Our 16 Sisters in North East India are among almost 600 Medical Mission Sisters trying to be present to others in the spirit of Jesus the Healer today.

In the northeast corner of the nation of India, Medical Mission Sisters reach out in a special way to many persons who have long lacked the opportunities for good health care, education and life-supporting livelihoods. Malaria is very common in most of the towns and villages in which our Sisters serve. So, too, are poverty, illiteracy and exploitation of women.  An active advocate for the empowerment of women as valuable agents of change, Sister Alex Illimoottil has been working with the North East Diocesan Forum in Kohima to help women become more aware of the realities that are part of their lives, and to organize them into groups that can address these issues. Leadership training is an important part of her ministry. “We aim to ensure women equal status in all spheres of life,” she says. Sister Alex is also very involved in the informal education of school-age children who do not have access to any other form of education. Other Medical Mission Sisters in Kohima offer special programs for teen-age boys and reach out to those addicted to drugs and alcohol.

Sister Rose Kayathinkara has been honored by the government for having “the best cooperative in North East India.” She founded the Mendipathar Multipurpose Cooperative Society two decades ago and has seen many women gain knowledge, confidence and incomes to help support themselves and their families. Another of our Sisters spends her time caring for the sick in the interior villages that have long gone without health care.

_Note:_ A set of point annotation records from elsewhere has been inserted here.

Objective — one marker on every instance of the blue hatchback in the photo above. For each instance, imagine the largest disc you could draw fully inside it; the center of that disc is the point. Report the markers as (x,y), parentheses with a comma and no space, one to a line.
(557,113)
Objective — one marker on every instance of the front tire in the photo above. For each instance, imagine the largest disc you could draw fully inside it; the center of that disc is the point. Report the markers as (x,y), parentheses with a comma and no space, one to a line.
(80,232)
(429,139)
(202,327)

In Rajabala, Medical Mission Sisters try to live an eco-friendly life and care for the Earth through organic farming. Sister Nirmala Chirackapurayidam also trains local health personnel in basic health care and health education, and holds life and justice awareness classes for the youth.

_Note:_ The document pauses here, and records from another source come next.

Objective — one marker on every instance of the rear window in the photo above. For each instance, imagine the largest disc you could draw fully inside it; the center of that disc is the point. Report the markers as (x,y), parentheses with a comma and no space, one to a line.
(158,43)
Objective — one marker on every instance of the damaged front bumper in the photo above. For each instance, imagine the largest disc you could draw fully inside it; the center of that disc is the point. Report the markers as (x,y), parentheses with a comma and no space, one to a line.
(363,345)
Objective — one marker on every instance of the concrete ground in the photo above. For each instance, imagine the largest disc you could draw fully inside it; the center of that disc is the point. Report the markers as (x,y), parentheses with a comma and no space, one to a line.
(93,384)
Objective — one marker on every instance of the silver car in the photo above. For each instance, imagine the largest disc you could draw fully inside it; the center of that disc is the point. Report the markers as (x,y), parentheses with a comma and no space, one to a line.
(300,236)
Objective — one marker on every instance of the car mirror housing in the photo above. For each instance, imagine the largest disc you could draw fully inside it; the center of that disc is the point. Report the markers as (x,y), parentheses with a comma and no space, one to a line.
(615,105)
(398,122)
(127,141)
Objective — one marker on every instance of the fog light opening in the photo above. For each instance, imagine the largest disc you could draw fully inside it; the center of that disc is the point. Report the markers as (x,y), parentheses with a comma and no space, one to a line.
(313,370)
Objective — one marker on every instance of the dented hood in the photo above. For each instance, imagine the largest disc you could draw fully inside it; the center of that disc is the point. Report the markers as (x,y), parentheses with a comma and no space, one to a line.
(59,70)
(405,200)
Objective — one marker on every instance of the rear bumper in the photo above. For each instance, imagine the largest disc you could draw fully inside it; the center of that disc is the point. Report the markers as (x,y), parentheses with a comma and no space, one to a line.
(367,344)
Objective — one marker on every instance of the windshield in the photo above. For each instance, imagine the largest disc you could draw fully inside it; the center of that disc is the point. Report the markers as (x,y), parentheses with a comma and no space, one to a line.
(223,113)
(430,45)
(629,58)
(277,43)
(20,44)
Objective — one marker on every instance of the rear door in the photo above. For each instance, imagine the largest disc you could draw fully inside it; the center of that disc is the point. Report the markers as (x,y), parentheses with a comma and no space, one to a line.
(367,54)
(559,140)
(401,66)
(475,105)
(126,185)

Our Community members living in Chumekedima are neighbors to migrant peoples who are poor and marginalized in many ways. They live in great poverty and most cannot read or write. With these limitations, they have found it difficult to change their lives. We reach out to them, offering health care, feeding programs, nutrition classes, informal education, literacy training, and support to obtain safe housing. In this and all of our ministries in North East India, our Sisters try to be present in a healing way, helping women, children and men who have been denied the basics of life to come to experience what being a human being can and should mean.